Aqui é preciso uma pausa pra estender toda a solidariedade a Fernandinho, vítima de ataques racistas nas redes sociais. Que os autores sejam identificados e punidos, e Fernandinho possa seguir a sua brilhante trajetória no City. Como Lukaku disse recentemente, quando ele ganha, é belga. Quando perde, é congolês. O racismo é Internacional, e somente com uma luta em igual escala vamos derrotá-lo.
Não há terra arrasada. Só uma seleção pode ser campeã, e já o fomos 5 vezes: às vezes é necessário lembrar o óbvio.
França, Bélgica, Inglaterra ou Croácia. Considero França e Bélgica equivalentes, enquanto a Inglaterra mostrou uma campanha superior à da Croácia.

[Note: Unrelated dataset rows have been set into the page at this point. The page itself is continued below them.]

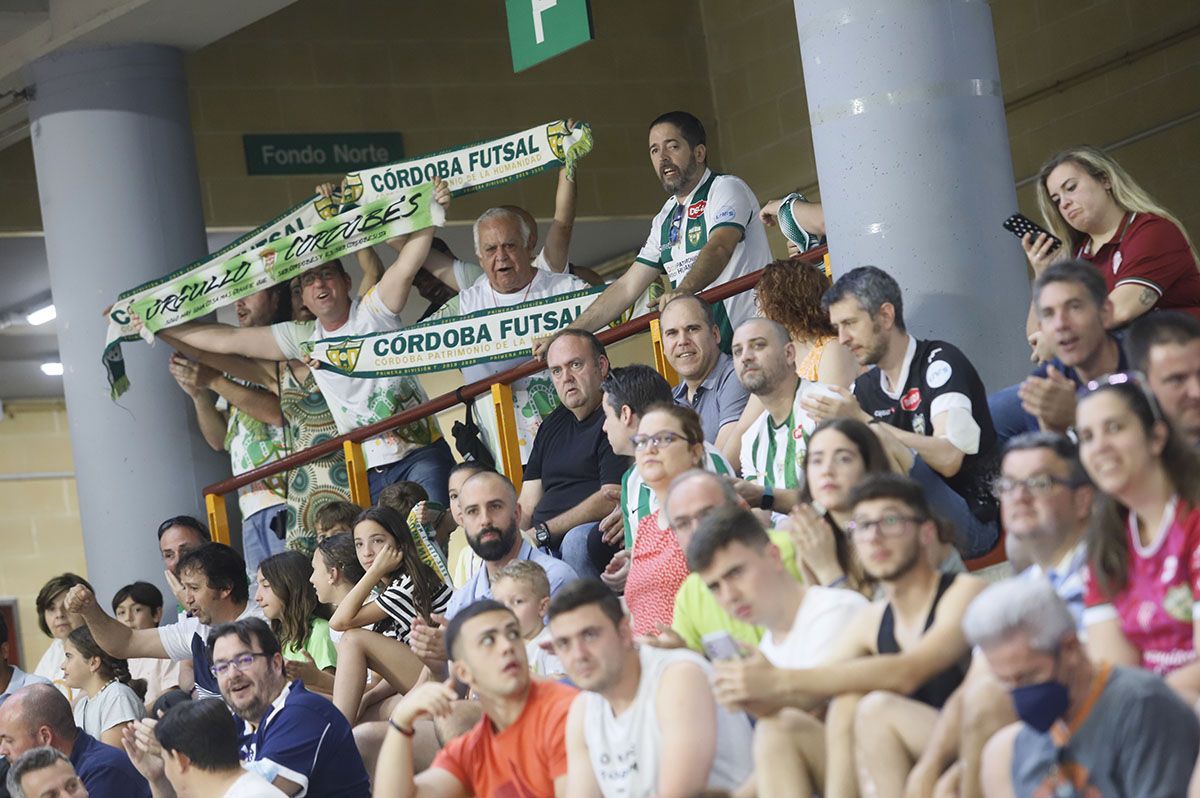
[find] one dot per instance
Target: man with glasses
(417, 451)
(293, 738)
(773, 448)
(888, 673)
(215, 592)
(1045, 502)
(573, 479)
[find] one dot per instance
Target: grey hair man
(924, 394)
(1129, 735)
(45, 773)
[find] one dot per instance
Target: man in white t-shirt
(511, 277)
(744, 570)
(707, 233)
(215, 592)
(198, 755)
(647, 723)
(773, 448)
(414, 453)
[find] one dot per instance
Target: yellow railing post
(660, 358)
(357, 473)
(507, 433)
(219, 519)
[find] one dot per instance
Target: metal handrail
(472, 390)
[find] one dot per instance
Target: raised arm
(394, 287)
(558, 239)
(111, 634)
(226, 340)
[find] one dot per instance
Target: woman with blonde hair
(1103, 216)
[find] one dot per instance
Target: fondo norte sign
(541, 29)
(319, 153)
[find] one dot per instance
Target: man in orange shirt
(516, 750)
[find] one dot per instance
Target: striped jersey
(637, 501)
(681, 231)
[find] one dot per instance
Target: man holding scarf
(707, 233)
(415, 453)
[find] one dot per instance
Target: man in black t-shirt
(925, 396)
(573, 479)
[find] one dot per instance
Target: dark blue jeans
(429, 467)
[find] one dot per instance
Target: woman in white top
(57, 623)
(111, 700)
(138, 605)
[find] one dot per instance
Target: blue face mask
(1041, 705)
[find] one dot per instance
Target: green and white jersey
(681, 231)
(637, 501)
(772, 455)
(534, 396)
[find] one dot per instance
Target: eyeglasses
(889, 526)
(657, 442)
(311, 276)
(239, 664)
(1134, 378)
(1039, 485)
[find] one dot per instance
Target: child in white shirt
(522, 587)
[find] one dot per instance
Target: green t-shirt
(318, 645)
(697, 612)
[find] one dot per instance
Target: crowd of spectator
(753, 582)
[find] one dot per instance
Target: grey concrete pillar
(120, 205)
(915, 166)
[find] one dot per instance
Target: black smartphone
(1019, 225)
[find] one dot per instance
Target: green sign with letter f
(541, 29)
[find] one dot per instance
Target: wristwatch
(768, 498)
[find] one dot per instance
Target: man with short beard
(1165, 347)
(293, 738)
(773, 448)
(492, 517)
(707, 233)
(905, 655)
(647, 723)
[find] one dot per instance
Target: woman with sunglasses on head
(1102, 215)
(1144, 538)
(670, 441)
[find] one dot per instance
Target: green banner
(215, 280)
(455, 342)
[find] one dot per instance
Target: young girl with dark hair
(408, 588)
(111, 700)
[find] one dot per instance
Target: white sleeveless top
(625, 749)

Por isso, considero bastante provável que os ingleses farão uma final após 52 anos.
Para os racistas, França, Inglaterra e Bélgica tem entre seus protagonistas jogadores negros, filhos ou netos de imigrantes. Mbappé e Pogba, Sterling e Lingard, Lukaku e Kompany. Pra quem não reparou, Lingard e Dele Alli, jogadores da Inglaterra, comemoraram seus gols com a coreografia de Childish Gambino em This Is America. Porque nunca foi só futebol.